Invariant functor for admissible representations of reductive groups over local fields

Question

Hello,

I have a question concerning a certain functor between represention categories. I'm rather sure this is already known, but I could not find a reference.

Let $F$ be a local non-archimedean field with ring of integers $\mathcal{O}$, maximal ideal $\wp\subset\mathcal{O}$ and finite residue field $\mathbb{F}_q$. Denote by $Rep(GL(2,F))$ the category of isomorphism classes of admissible representations of $GL(2,F)$ on a complex vector space. Then there is a functor to the category $Rep(GL(2,\mathbb{F}_q))$ of representations of $GL(2,\mathbb{F}_q)$ defined by $\rho\mapsto(res_{GL(2,\mathcal{O})}(\rho))^{\Gamma(\wp)}$. That means, a representation $\rho$ first gets restricted to $GL(2,\mathcal{O})$ and then one applies the invariant functor to obtain the space of vectors fixed by $\Gamma(\wp)=ker(GL(2,\mathcal{O})\to GL(2,\mathbb{F}_q))$. It should be possible to replace $G$ by an arbitrary connected affine reductive algebraic group with a corresponding $\mathcal{O}$ group scheme.

For lack of a better name, let me call this $\mathcal{F}:Rep(GL(2,F)\to Rep(GL(2,\mathbb{F}_q))$. This functor should be well known and its properties have already been studied by Bernstein, for example in "Le "centre" du Bernstein".

My first question is: Is there already a standard notation for what I call $\mathcal{F}$?

$\mathcal{F}$ has some very nice properties: It is exact, it maps supercuspidal representations to cuspidal ones and it commutes with parabolic induction.

I calculated some examples for $GL(2)$ and $GSp(4)$ and it showed that if $\rho\in Rep(GL(2,F))$ is irreducible and generic (i.e. has a Whittaker model), then $\mathcal{F}(\rho)\in Rep(GL(2,\mathbb{F}_q))$ is either zero or also generic. This holds for most of the non-supercuspidal representations of $GSp(4,F)$, too.

My second question is: Does this hold for arbitrary affine reductive groups? Could somebody please point me to a reference, where this is worked out?

Kind regards, Mirko

Answer 1

Here is a possible general context for such functors.
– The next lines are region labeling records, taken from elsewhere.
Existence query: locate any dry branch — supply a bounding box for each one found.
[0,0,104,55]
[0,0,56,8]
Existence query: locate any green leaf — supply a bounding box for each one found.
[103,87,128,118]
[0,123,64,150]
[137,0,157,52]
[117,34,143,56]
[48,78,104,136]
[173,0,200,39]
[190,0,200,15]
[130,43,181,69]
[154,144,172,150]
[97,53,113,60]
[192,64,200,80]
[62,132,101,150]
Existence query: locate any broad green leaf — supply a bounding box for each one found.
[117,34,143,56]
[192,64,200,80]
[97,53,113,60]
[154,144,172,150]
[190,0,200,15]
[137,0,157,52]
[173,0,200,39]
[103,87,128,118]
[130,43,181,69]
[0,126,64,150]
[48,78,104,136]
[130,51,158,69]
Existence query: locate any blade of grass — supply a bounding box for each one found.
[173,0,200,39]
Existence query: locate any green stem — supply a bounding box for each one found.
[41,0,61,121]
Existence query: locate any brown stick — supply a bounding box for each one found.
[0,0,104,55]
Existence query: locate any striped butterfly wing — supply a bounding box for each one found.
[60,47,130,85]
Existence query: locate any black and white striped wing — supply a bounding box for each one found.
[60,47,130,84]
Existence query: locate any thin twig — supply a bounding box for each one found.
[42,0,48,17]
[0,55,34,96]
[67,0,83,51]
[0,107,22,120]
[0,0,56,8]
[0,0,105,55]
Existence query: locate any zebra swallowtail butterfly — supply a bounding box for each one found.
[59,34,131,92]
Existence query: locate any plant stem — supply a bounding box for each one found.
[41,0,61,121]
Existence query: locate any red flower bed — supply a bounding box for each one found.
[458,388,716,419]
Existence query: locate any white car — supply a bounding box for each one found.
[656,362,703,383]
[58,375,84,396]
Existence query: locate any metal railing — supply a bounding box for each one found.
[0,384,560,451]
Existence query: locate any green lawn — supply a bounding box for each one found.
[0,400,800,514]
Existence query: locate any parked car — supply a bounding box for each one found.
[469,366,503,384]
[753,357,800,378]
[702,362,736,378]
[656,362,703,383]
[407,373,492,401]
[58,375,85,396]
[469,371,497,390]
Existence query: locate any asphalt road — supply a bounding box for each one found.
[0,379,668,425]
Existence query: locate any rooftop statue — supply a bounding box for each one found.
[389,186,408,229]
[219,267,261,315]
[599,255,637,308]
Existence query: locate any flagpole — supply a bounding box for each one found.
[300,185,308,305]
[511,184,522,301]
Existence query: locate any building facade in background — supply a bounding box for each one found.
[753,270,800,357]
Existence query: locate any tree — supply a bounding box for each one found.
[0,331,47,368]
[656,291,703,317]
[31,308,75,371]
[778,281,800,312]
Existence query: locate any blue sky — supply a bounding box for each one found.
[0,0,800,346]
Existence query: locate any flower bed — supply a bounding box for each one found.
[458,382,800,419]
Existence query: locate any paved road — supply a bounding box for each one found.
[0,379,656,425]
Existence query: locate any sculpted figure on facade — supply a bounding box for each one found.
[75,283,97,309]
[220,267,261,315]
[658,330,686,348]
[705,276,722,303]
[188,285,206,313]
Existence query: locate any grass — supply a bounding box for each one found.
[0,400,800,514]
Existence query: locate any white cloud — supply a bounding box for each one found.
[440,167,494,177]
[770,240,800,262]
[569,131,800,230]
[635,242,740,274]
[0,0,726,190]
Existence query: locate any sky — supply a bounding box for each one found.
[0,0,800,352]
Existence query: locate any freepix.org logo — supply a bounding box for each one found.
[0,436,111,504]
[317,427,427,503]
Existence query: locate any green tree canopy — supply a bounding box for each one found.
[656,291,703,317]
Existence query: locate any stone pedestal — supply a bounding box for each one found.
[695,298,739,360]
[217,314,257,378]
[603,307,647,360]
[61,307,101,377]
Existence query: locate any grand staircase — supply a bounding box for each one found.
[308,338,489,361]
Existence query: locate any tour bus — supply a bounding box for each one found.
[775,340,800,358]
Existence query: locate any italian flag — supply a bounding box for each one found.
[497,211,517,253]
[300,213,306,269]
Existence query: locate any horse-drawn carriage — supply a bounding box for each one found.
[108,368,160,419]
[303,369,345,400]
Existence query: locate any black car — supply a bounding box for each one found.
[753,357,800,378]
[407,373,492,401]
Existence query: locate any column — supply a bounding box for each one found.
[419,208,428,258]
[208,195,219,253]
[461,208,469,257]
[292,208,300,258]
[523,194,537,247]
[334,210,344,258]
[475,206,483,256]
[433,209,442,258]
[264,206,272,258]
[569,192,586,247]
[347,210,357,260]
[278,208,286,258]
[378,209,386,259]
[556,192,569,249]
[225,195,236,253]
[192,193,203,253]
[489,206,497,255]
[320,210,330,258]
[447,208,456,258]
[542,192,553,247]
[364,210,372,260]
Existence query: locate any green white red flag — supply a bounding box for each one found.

Take $G$ a $p$-adic reductive group and $X$ its extended Bruhat-Tits building. For a point $x\in X$, one has the fixator $G_x$, the pro-$p$-radical $G_x^+$ of $G_x$ and the "reductive" quotient $\bar G_x$. Hence you get a functor $V\mapsto V^{G_x^+}$ from $Rep(G)$ to $Rep(\bar G_x)$.
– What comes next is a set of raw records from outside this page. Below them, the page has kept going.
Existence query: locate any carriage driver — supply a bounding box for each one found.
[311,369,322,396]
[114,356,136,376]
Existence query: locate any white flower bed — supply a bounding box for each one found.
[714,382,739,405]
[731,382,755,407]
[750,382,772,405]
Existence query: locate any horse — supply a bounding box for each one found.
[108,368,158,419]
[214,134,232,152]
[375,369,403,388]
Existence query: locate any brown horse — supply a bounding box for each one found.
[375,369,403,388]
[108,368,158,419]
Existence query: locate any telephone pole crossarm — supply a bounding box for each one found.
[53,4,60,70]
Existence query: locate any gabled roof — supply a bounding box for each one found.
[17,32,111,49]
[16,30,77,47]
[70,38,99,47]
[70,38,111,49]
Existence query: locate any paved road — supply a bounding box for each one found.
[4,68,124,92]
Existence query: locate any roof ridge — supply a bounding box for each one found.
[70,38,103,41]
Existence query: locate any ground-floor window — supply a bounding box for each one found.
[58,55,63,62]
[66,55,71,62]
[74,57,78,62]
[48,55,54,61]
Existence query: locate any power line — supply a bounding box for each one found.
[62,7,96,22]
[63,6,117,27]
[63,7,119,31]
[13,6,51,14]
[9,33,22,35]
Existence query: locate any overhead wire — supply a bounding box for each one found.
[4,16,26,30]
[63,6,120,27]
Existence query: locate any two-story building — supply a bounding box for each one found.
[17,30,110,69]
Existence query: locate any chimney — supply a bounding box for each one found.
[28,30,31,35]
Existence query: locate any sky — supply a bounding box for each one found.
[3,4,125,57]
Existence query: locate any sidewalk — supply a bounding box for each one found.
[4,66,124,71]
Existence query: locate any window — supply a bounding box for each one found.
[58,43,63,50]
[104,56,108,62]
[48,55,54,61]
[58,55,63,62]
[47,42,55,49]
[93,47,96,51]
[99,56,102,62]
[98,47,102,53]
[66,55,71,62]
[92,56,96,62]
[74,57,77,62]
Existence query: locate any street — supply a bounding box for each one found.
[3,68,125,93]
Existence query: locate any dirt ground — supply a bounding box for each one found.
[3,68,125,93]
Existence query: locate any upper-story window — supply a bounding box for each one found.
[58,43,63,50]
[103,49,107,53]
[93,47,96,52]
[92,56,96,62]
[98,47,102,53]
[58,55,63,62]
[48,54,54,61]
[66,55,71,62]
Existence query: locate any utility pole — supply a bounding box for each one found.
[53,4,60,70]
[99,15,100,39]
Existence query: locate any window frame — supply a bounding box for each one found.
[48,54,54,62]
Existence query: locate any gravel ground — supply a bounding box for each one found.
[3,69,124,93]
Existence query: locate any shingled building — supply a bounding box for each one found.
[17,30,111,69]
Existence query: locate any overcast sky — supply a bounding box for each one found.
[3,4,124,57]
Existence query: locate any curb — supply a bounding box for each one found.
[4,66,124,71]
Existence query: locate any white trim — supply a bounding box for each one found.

This functor has the following nice property : let $T$ be a torus whose associated appartment contains $x$ and let $P$ be a psgp of $G$ that contains $T$. Denote by $U$ the unipotent radical of $P$ and by $M$ the Levi component of $P$ that contains $T$. Then the image $\bar P_x$ of $P\cap G_x$ in $\bar G_x$ is a psgp of $\bar G_x$ with Levi decomposition $\bar M_x \bar U_x$ (with obvious notation). In this context we have functorial isomorphisms
$$ (V_U)^{M_x^+}\simeq (V^{G_x^+})_{\bar U_x}. $$

This explains why the functor takes cuspidals to cuspidals. Also, taking adjoint, you get an isomorphism between induced representations (mixing parabolic induction and compact induction).

Note that taking $G_x^+$-invariants is the same as applying a certain idempotent to $V$. There is a generalisation for deeper level representations where one applies idempotents associated to Bushnell-Kutzko simple characters. This is explained in this paper .

But you raise an interesting question regarding the compatibility with "genericity" in the Whittaker sense. I don't know if this has been studied in this general context.

Answer 2

I can give only an answer to the 2nd question:

The functor $\mathcal{F}$ is a composition of restriction to $G(o)$ and then projection onto the subrepresentation of $G(o)$, which have kernel $\bmod p$.

Both of these functors are very wellbehaved by the Peter Weyl Theorem.

So all the properties you want follow in the case of a reductive group over a local non archimedean field, but it seems to me that you will study only very few representation with this (finitely many?).

Edit: The observation with cuspidal mapsto supercuspidal and parabolic induced to parabolic induced is best explained with the restriction induction formula for composing restriction and induction, perhaps modulo the assumption that supercuspidal are induced from maximal compacts (I do not know, if this is true in the generality you want this.)